Bipartisan Policy Center Inc.

04/16/2024 | News release | Distributed by Public on 04/16/2024 03:06

The Debt Limit in 2025: How Will Treasury Manage Cash on Hand

Next year, policymakers in Washington will once again confront the nation's debt limit. Its current suspension, initiated by the Fiscal Responsibility Act (FRA), ends at midnight on January 2, 2025.

One major factor in the Treasury Department's management of government finances during debt limit episodes is the cash it has on hand when a given debt limit suspension ends. The size of these cash reserves dramatically impacts the timing by which policymakers must act to avoid the worst economic outcomes that come with jeopardizing the full faith and credit of the United States. A recently released 2021 Department of Justice opinion sheds new light on how Treasury has managed its cash on hand in the leadup to recent debt limit episodes and what officials might do next year.

The X Date

Absent congressional action to raise or further suspend the debt limit, Treasury will begin using its existing cash on hand and extraordinary measures in early 2025. Because the federal government is running large annual deficits, those resources will quickly deplete and the U.S. will cross the X Date, the day on which the federal government is no longer able to meet all its obligations in full and on time. The ramifications of any missed payments could be severe. Even approaching the X Date has negative economic consequences.

Extraordinary Measures

Treasury's accounting maneuvers create additional room under the debt limit for Treasury to meet its financial obligations.

Treasury has a number of tools in its extraordinary measures toolkit, including pausing reinvestments in the Thrift Savings Plan Government Securities Investment Fund (G Fund) and the Exchange Stabilization Fund, whose securities mature daily. Treasury can also pause the crediting of interest income to the Civil Service Retirement and Disability Fund (CSRDF), and delay rollovers of maturing securities to the CSRDF.

Cash on Hand

Since 2011, Treasury's cash on hand has become an increasingly important determinant of when the X Date will arrive because Congress has generally shifted from raising the debt limit by a specified amount to suspending the debt limit for a specified period of time. From 1993 through 2011, Congress increased the debt limit 15 times and never suspended it. Since 2012, Congress has suspended the debt limit eight times and increased the debt limit just twice (both in 2021).

When Congress raises the debt limit, Treasury's net borrowing-and thereby its cash on hand-is directly constrained by that limit. In contrast, when a suspension ends, the debt limit is automatically increased by the amount of obligations the U.S. government has incurred during the suspension period.

Congress limits the increase to "necessary" obligations of the federal government during the suspension period. Several, but not all, recent debt limit suspensions have also prohibited Treasury from increasing their cash on hand balance "above normal operating balances in anticipation" of the end of the debt limit suspension period. (The FRA includes this language.)

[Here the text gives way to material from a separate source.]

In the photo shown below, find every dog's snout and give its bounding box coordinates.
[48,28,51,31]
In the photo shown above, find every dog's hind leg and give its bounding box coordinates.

Before 2021, "uncertainty" about the meaning of the statute led Treasury to draw down its cash balances to approximately match the cash on hand it at the beginning of a given suspension period. This level was often quite low, as policymakers often addressed the debt limit at the 11th hour when Treasury's reserves were dwindling.

2021 Department of Justice Opinion

A July 8. 2021, Department of Justice (DOJ) legal opinion for Treasury, that was recently made public offers some indicators of how Treasury has thought about its cash-on-hand balance in the recent past. DOJ's Office of Legal Counsel (OLC) informed Treasury that it is allowed to maintain a "standard one-week cash balance, adjusted for uncertainty and risk," rather than drawing down its cash balances "considerably" as it had when earlier debt limit suspension periods neared an end. Consequently, Treasury had $459 billion in cash on hand at the beginning of 2021 extraordinary measures.

There is significant uncertainty regarding how much cash on hand Treasury will hold come January 2, 2025. Large differences in the amount of cash on hand could have a significant impact on the X Date range. For example, Treasury dramatically reducing its cash balance to $23 billion, the amount it had at the time of suspension (from approximately $700 billion as of early April 2024), would likely lead to an X Date before the influx of tax season revenues, whereas a much larger starting cash balance-as implied by the release of this OLC opinion-would mean an X Date further into the year, as reserves can cover the shortfall between spending and revenue for a longer period of time.

Updates and data releases later in the calendar year should provide more clarity about how much cash Treasury expects to have on hand come January 2, 2025.